Asgard.
Era questo il nome che i Marines della Federazione avevano affibbiato ad una serie di quartieri alla periferia nord di Minia’t. Era stata definita un’area di nove chilometri quadrati, per fortuna disabitata perchè in rovina, ai margini della città ancora semidistrutta dai combattimenti.
I Genieri della Fanteria, della Flotta Stellare e dei Marines avevano lavorato sodo e fortificato ogni punto di accesso, ogni palazzo al confine dell’area e spianato le rovine al di fuori per un raggio di due chilometri.

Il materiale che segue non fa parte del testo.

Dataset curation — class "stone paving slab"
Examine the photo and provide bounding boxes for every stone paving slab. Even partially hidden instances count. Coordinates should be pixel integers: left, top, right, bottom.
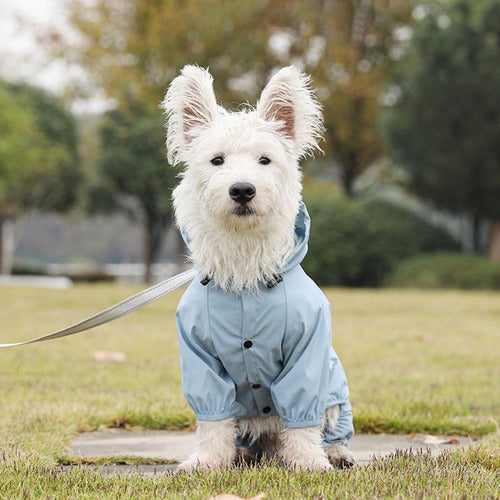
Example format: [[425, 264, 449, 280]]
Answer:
[[70, 430, 472, 476]]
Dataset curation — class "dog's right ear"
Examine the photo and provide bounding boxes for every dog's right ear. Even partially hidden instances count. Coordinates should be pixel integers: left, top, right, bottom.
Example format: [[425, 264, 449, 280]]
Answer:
[[161, 65, 218, 164]]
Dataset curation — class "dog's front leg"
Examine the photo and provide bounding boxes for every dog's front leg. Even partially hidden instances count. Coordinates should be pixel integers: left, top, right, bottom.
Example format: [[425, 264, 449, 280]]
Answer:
[[279, 425, 332, 471], [179, 418, 237, 472]]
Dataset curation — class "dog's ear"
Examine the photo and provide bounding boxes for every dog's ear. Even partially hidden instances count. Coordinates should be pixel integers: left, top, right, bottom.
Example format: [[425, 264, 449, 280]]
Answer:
[[161, 65, 218, 163], [257, 66, 323, 156]]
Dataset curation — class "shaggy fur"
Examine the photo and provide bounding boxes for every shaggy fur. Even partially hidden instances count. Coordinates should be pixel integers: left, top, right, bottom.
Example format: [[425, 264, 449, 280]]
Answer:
[[162, 66, 353, 471]]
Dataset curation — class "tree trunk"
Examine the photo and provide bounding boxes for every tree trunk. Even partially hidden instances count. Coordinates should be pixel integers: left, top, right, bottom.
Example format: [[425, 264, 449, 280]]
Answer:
[[342, 151, 358, 198], [144, 214, 166, 283], [489, 220, 500, 261], [472, 214, 482, 253], [0, 218, 15, 274]]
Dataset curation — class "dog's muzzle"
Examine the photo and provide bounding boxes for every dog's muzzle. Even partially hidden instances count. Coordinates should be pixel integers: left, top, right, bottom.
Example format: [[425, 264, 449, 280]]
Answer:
[[229, 182, 257, 215]]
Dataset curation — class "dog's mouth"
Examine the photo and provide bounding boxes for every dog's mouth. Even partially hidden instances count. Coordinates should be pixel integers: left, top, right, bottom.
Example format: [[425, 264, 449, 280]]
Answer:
[[232, 203, 255, 217]]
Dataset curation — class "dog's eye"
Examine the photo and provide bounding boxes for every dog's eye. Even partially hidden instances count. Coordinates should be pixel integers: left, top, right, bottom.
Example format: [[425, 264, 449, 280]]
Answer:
[[210, 156, 224, 167]]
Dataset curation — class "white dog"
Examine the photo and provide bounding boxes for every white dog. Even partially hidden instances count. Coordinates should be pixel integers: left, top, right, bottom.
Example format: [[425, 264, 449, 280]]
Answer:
[[163, 66, 354, 472]]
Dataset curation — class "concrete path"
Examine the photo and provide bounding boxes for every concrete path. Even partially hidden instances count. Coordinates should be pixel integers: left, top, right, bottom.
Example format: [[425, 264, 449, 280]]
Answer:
[[70, 430, 472, 476]]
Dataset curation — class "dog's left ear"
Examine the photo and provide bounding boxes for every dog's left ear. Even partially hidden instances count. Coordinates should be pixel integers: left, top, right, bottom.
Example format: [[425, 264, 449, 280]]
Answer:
[[257, 66, 323, 157], [161, 65, 218, 163]]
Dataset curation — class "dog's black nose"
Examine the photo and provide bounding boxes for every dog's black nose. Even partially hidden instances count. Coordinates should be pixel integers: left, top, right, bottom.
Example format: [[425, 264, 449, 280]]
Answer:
[[229, 182, 256, 204]]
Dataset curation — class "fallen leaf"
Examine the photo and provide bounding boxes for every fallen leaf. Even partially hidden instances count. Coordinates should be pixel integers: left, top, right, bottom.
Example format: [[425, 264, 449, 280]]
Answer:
[[208, 493, 266, 500], [408, 432, 460, 445], [92, 351, 127, 363]]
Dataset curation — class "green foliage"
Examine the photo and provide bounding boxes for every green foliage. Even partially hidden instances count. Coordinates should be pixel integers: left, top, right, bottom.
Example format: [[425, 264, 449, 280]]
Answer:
[[0, 84, 79, 217], [88, 94, 177, 281], [382, 0, 500, 219], [387, 253, 500, 290], [7, 84, 82, 212], [65, 0, 415, 193], [304, 193, 458, 287], [0, 86, 40, 216]]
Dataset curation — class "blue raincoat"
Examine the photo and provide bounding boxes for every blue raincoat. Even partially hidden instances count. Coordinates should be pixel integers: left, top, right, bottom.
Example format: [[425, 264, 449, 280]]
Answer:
[[176, 203, 353, 446]]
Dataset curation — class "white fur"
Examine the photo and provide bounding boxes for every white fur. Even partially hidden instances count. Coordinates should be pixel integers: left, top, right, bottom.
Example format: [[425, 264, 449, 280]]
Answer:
[[163, 66, 322, 292], [163, 66, 352, 472]]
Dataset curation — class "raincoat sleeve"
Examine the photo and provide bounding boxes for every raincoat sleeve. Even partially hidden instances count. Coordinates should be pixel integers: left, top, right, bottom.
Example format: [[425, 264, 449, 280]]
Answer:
[[271, 280, 331, 427], [176, 290, 239, 420]]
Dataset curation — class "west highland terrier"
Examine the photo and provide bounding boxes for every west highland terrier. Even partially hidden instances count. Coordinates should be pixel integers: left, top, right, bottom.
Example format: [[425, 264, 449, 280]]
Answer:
[[163, 66, 354, 472]]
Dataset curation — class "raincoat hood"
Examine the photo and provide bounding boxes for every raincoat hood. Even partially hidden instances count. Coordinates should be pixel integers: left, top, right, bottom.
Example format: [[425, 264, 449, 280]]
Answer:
[[176, 199, 353, 446], [282, 201, 311, 273]]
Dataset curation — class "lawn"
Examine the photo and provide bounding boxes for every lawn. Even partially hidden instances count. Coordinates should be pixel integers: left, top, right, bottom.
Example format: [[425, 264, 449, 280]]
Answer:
[[0, 285, 500, 499]]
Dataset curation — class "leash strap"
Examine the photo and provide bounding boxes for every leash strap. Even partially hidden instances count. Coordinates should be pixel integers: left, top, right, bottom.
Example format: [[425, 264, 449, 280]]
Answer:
[[0, 269, 196, 349]]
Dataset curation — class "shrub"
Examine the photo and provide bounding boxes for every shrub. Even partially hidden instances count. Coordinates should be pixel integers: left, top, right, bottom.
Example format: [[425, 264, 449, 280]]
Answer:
[[304, 193, 458, 287], [387, 253, 500, 290]]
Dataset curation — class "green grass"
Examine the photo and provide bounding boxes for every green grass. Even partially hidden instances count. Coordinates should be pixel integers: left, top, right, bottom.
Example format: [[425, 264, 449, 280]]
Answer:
[[0, 285, 500, 499]]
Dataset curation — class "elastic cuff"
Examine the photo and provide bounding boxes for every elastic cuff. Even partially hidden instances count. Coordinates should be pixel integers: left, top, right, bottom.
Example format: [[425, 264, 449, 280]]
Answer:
[[283, 417, 323, 429], [194, 412, 234, 422]]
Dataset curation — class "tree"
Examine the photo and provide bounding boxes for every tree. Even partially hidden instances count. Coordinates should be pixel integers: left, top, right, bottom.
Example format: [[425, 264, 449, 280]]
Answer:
[[382, 0, 500, 259], [57, 0, 417, 195], [0, 83, 79, 273], [256, 0, 416, 196], [89, 97, 177, 282]]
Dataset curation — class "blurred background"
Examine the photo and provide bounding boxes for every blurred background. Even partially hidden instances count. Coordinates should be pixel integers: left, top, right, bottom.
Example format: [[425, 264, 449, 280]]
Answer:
[[0, 0, 500, 289]]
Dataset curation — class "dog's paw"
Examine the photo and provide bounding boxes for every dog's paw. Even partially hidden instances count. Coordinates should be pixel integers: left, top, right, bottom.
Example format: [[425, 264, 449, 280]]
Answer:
[[234, 446, 259, 465], [326, 443, 356, 469]]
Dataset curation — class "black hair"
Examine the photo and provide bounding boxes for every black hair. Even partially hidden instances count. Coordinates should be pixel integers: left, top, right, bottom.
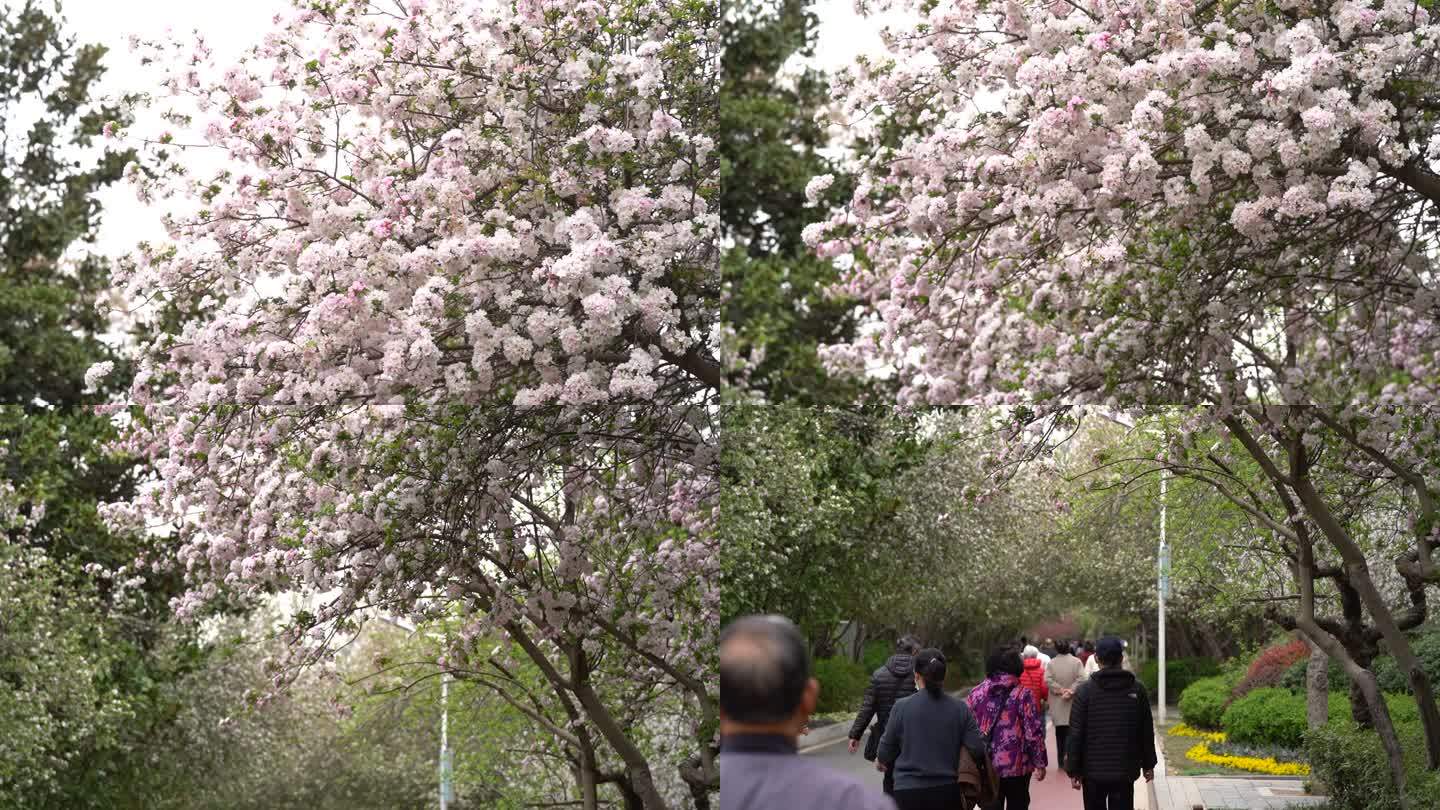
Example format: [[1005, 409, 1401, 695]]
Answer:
[[720, 615, 811, 725], [985, 647, 1025, 677], [914, 647, 945, 698], [1094, 638, 1125, 666]]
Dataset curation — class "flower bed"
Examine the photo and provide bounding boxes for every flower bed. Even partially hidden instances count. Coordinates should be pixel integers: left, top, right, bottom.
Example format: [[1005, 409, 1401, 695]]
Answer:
[[1185, 742, 1310, 777], [1165, 724, 1310, 777]]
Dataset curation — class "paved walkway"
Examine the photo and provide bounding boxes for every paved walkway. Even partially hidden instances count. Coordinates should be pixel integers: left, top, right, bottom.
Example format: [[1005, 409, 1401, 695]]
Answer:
[[801, 711, 1146, 810]]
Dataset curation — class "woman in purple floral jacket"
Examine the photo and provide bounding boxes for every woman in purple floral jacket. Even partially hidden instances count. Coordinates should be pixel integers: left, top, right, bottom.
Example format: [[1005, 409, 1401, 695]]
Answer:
[[965, 647, 1050, 810]]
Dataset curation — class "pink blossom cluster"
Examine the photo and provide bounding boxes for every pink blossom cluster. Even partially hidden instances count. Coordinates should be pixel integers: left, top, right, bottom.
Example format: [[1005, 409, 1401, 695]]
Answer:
[[806, 0, 1440, 498], [105, 0, 719, 749]]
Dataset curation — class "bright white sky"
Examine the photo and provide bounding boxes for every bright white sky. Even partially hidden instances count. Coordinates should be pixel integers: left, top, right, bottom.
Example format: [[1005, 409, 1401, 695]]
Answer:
[[62, 0, 289, 255]]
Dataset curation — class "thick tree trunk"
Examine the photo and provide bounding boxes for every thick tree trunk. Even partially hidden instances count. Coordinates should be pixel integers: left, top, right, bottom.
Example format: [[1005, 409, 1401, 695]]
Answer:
[[1295, 474, 1440, 768], [1296, 615, 1410, 810], [572, 651, 670, 810], [1305, 638, 1331, 731]]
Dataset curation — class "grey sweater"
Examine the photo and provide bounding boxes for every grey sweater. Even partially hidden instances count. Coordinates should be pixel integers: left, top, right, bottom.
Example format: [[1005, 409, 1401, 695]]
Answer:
[[880, 692, 985, 790]]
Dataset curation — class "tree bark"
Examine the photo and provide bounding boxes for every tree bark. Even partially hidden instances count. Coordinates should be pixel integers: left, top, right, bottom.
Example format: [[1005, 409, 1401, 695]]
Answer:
[[1224, 417, 1440, 768], [1305, 638, 1331, 731], [1296, 526, 1410, 810], [570, 647, 670, 810]]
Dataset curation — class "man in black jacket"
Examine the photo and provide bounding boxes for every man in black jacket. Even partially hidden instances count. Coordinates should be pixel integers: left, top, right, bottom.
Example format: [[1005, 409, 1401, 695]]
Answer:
[[1066, 637, 1158, 810], [850, 636, 920, 794]]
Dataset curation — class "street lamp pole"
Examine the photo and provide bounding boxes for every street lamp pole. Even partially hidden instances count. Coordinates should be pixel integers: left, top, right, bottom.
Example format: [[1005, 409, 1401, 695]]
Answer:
[[1156, 470, 1169, 725], [441, 672, 454, 810]]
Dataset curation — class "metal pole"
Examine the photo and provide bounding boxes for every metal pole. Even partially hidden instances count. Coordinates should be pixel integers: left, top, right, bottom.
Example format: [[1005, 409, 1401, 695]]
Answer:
[[441, 672, 452, 810], [1156, 470, 1169, 725]]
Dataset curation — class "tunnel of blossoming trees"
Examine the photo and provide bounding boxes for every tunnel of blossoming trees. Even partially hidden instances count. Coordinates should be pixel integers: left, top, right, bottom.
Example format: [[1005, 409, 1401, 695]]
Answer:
[[0, 0, 1440, 810]]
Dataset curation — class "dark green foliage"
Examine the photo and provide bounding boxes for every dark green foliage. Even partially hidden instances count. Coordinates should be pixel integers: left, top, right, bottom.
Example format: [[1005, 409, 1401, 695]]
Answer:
[[860, 638, 896, 672], [1305, 711, 1440, 810], [815, 656, 870, 713], [0, 3, 137, 566], [717, 404, 920, 649], [1371, 630, 1440, 695], [1139, 657, 1220, 700], [1179, 676, 1231, 731], [719, 0, 858, 405], [0, 1, 218, 810], [1220, 687, 1306, 748]]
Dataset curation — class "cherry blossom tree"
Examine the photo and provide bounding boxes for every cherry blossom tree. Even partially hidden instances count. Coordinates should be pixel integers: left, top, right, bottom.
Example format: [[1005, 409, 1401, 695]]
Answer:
[[96, 0, 720, 810], [808, 0, 1440, 789]]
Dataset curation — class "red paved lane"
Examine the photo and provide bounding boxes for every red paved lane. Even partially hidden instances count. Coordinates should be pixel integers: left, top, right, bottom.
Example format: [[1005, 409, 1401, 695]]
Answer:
[[1030, 722, 1084, 810]]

Poi avevano cominciato a restaurare i palazzi, a volte con interventi radicali come ricostruirli da zero basandosi su vecchie foto satellitari e della ricognizione.
Infine avevano piazzato generatori a CLT-5, dormitori, uffici, steso centinaia di chilometri di cavi neuronali, cablando ogni anfratto, e trasformato alcune parti, appena fuori la periferia, in depositi corazzati, officine meccaniche per mezzi corazzati e per gli Eso dei Marines.
Una piattaforma per navette Dragonfly o le enormi SHAT della Fanteria era stata costruita all’esterno di Asgard, ma il progetto era fatto in modo che un solo battaglione di fanteria o una compagnia di Marines con i loro Eso potessero proteggere eventuali convogli che avessero dovuto percorrere l’unica strada, sorvegliata da droni armati ventiquattro ore su ventiquattro, anche sotto il fuoco nemico.
Asgard era stata progettata, sotto la supervisione di Dax, per essere imprendibile per diversi giorni: il tempo di sgombrarla e di raggiungere Fort Apache, il sito principale di evacuazione con il grande spazioporto.